VwGH 2006/03/0099

VwGH2006/03/009917.12.2008

Der Verwaltungsgerichtshof hat durch den Vorsitzenden Präsident Dr. Jabloner und die Hofräte Dr. Handstanger, Dr. Lehofer, Mag. Nedwed und Mag. Samm als Richter, im Beisein des Schriftführers Dr. Zeleny, über die Beschwerde des Gemeindeverbands "P" in B, vertreten durch Piccolruaz & Müller, Anwaltspartnerschaft in 6700 Bludenz, Bahnhofstraße 8, gegen den Bescheid des Unabhängigen Verwaltungssenats des Landes Vorarlberg vom 26. April 2006, Zl UVS-419-003/K1-2005, betreffend Konzessionserteilung nach dem KflG (mitbeteiligte Partei: Ö GmbH in W, vertreten durch Dr. Norbert Wess, Rechtsanwalt in 1010 Wien, Himmelpfortgasse 20/2), zu Recht erkannt:

Normen

31996L0026 Kraftverkehrsunternehmer-RL Art1 Abs2;
ABGB §26;
AVG §9;
EURallg;
GdG Vlbg 1985 §17 Abs1;
GdG Vlbg 1985 §2 Abs2;
GdG Vlbg 1985 §71 Abs1;
GdG Vlbg 1985 §93 Abs1;
KflG 1999 §1 Abs2 Z1;
KflG 1999 §1 Abs2 Z2;
KflG 1999 §1;
KflG 1999 §15 Abs1;
KflG 1999 §22 Abs1;
KflG 1999 §22 Abs2;
KflG 1999 §22 Abs3;
KflG 1999 §3 Abs1;
KflG 1999 §7 Abs1;
VwGG §42 Abs2 Z1;
VwRallg;

 

Spruch:

Der angefochtene Bescheid wird wegen Rechtswidrigkeit seines Inhaltes aufgehoben.

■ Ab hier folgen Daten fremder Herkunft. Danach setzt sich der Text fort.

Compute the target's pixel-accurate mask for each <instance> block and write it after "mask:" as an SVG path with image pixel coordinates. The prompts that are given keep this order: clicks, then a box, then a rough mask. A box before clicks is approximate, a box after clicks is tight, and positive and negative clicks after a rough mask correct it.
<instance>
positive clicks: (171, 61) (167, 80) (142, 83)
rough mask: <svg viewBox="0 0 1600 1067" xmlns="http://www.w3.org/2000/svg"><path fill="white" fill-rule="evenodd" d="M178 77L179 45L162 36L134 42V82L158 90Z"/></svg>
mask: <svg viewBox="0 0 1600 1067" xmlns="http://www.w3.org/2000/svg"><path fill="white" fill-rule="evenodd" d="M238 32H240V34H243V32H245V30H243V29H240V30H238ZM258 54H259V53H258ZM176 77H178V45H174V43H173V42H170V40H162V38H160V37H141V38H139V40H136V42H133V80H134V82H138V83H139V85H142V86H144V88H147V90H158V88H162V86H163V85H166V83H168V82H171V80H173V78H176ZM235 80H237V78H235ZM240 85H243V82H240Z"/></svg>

Der Bund hat der beschwerdeführenden Partei Aufwendungen in der Höhe von EUR 1.171,20 binnen zwei Wochen bei sonstiger Exekution zu ersetzen.

Das Kostenmehrbegehren wird abgewiesen.

Begründung

I.

1.1. Mit Bescheid des Landeshauptmanns von Vorarlberg vom 23. November 2005 wurde der beschwerdeführenden Partei gemäß §§ 3 Abs 1, 7 Abs 1 und 15 Abs 1 des Kraftfahrliniengesetzes, BGBl I Nr 203/1999 (KflG), die Konzession zum Betrieb der Kraftfahrlinie "B und G" mit näher genannten Teilstrecken bis zum 10. November 2015 erteilt (Spruchpunkte I und III), die Benennung des G. G. zum Betriebsleiter gemäß § 10 Abs 5 KflG genehmigt (Spruchpunkt II), und gemäß § 18 KflG für die Aufnahme des Betriebs eine Frist bis 31. Mai 2006 festgesetzt (Spruchpunkt IV).

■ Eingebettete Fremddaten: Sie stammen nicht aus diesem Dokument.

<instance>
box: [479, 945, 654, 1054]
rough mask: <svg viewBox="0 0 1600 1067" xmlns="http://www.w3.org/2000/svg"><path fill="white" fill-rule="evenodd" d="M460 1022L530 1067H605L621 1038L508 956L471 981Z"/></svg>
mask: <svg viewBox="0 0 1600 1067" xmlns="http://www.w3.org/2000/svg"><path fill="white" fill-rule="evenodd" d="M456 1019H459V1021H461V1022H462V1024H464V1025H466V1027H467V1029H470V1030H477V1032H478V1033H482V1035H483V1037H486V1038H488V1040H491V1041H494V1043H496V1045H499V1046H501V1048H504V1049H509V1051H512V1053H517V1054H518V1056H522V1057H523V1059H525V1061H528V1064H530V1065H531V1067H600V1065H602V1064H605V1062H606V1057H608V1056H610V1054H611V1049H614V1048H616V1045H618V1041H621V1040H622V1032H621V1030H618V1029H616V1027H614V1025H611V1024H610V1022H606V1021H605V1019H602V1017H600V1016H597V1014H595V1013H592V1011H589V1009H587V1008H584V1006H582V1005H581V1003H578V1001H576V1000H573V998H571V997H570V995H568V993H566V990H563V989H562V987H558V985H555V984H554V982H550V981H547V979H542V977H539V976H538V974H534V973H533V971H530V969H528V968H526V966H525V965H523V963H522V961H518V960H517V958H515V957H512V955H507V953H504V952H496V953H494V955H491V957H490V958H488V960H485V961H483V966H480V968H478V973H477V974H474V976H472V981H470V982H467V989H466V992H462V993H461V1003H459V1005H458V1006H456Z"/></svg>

1.2. Begründend führte die erstinstanzliche Behörde im Wesentlichen Folgendes aus: Der beschwerdeführende Gemeindeverband habe entsprechend seiner Satzung die Aufgabe, im Gebiet der verbandsangehörigen Gemeinden das Angebot im öffentlichen Personennahverkehr unter anderem durch Abschluss und Durchführung von Verträgen mit Verkehrsunternehmen zur Erbringung von Verkehrsleistungen und Beteiligung an Verkehrsunternehmen und Verkehrsverbundeinrichtungen zu verbessern. Die Vereinbarung über die Bildung des Gemeindeverbands sei aufsichtsbehördlich genehmigt worden. Auch wenn § 22 Abs 1 KflG vorsehe, dass der Konzessionsinhaber den Betrieb selbst zu führen habe, könne er doch gemäß § 22 Abs 3 KflG andere Personenkraftverkehrsunternehmen mit den zum Betrieb der Kraftfahrlinie erforderlichen Fahrten beauftragen.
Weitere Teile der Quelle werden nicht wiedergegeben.